The author of the poem has chosen to use Gemini to keep the time from June 1 until it moves up from the horizon on July 2nd. The last of Gemini can be determined by the vertical line of four stars in the constellation: 13 Mu Geminorum, 18 Nu Geminorum, 24 Gamma Geminorum, and the last star in this constellation on the horizon, 30 Geminorum. The author must now choose another group of stars to keep the local time.
A word here about the change in direction of the poet’s calendar. From our point of view we would have continued along the zodiac to Cancer and then Leo, but the poet is a man of his time. He cannot go where there is nothing. As far as his astronomical myth was concerned, there was no time before Gemini. (Santillana and Dechind; 245)
When someone, either Babylonian or Sumerian according to the latest arguments, began to calculate time it was organized as cyclic, rather than arbitrary or phenomenological. The sun’s movement north and south during a year was cyclic; hot weather and cold weather were cyclic; rain and drought, even the movements of the gods across the night sky were cyclic. But they kept time also as time of the current ruler: “Sixth year of the reign of Urgon.” So they looked for something that signified the beginning of the reign of Time.

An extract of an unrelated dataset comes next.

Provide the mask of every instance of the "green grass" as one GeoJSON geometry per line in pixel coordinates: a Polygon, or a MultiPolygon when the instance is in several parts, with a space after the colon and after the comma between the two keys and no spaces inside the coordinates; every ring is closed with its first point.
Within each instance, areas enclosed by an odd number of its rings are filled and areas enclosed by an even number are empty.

They found it in the longest cycle they could observe and calculate, the turning of the Milky Way across the heavens. For them time began when the Milky Way was exactly horizontal at the equinox in the sixth millennium BCE, and the gates to the afterlife, the constellations Gemini and Sagittarius, were at the horizon. Since for this poet time began with the Gemini at the horizon, it couldn’t go back into Cancer, which had never been the House of the Sun. The poet chose to go south, to the next constellation on the horizon. This has much to say about the poet’s religion and training.

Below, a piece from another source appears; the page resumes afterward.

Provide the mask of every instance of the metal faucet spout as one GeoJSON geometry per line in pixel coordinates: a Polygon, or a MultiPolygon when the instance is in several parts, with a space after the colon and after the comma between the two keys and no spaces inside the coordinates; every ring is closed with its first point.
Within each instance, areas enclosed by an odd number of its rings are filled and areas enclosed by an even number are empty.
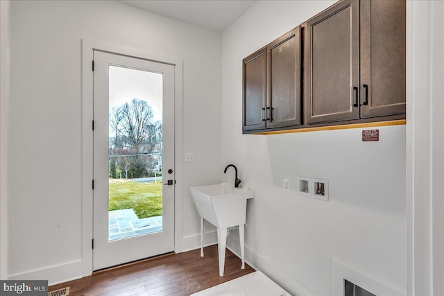
{"type": "Polygon", "coordinates": [[[236,167],[236,166],[234,166],[234,164],[228,164],[227,166],[225,167],[225,170],[223,170],[223,173],[227,173],[227,169],[230,167],[232,166],[233,168],[234,168],[234,171],[236,173],[236,176],[234,177],[234,187],[238,188],[239,187],[239,184],[241,184],[241,181],[239,179],[237,178],[237,168],[236,167]]]}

A space of ten days occurs when no particular object is mentioned on the horizon as the author wants to get to a particular constellation, Canis Minor, and the two stars, Gomesia and Procyon. Procyon is the European name for the main star in Canis Minor, known to the Arabic astronomers as Aschere. (cite Allen) These two stars form most of the constellation which has many functions as an advisor. Its presence on the horizon at dawn foretells the heat of summer; it is the original constellation that designates Dog Days. It foretells the rising of Sirius within three weeks, and the liquid turbulence associated with that star, and to those who have Aschere as a special sign it foretells wealth and influence. (Allen)
At this latitude seven days, a quarter moon, passes between the last of Canis Minor and the main star in Canis Major, Sirius, the flag of summer. This constellation introduces the High Summer, Lammastide, first harvest. This is the time for preparation for the long harvest of grains, storable vegetables and fruits.
Then, as the last star in Canis Major, Adhera, 21Canis Major, leaves the eastern horizon August 23rd, Puppis, Argo, Beowulf’s ship that flew like a bird, begins to emerge in the southern sky. Also Grendel is beginning to go down, no longer be active, and in a very few days Heorot will follow it under the western horizon at dawn. When Puppis is as far up as it is going to get it is September 22nd; summer is over. Both Grendel and Heorot are, for all astronomical purposes, under the western horizon.
These times I have given are for the constellations if the calendar is read in Northern Europe. However, if the calendar is read in Rome or Constantinople the time between the constellations is eliminated and the calendar runs smoothly. Since the author of the poem does not suggest any spare time between constellations he is working with a calendar constructed considerably south of England, Ireland or Denmark.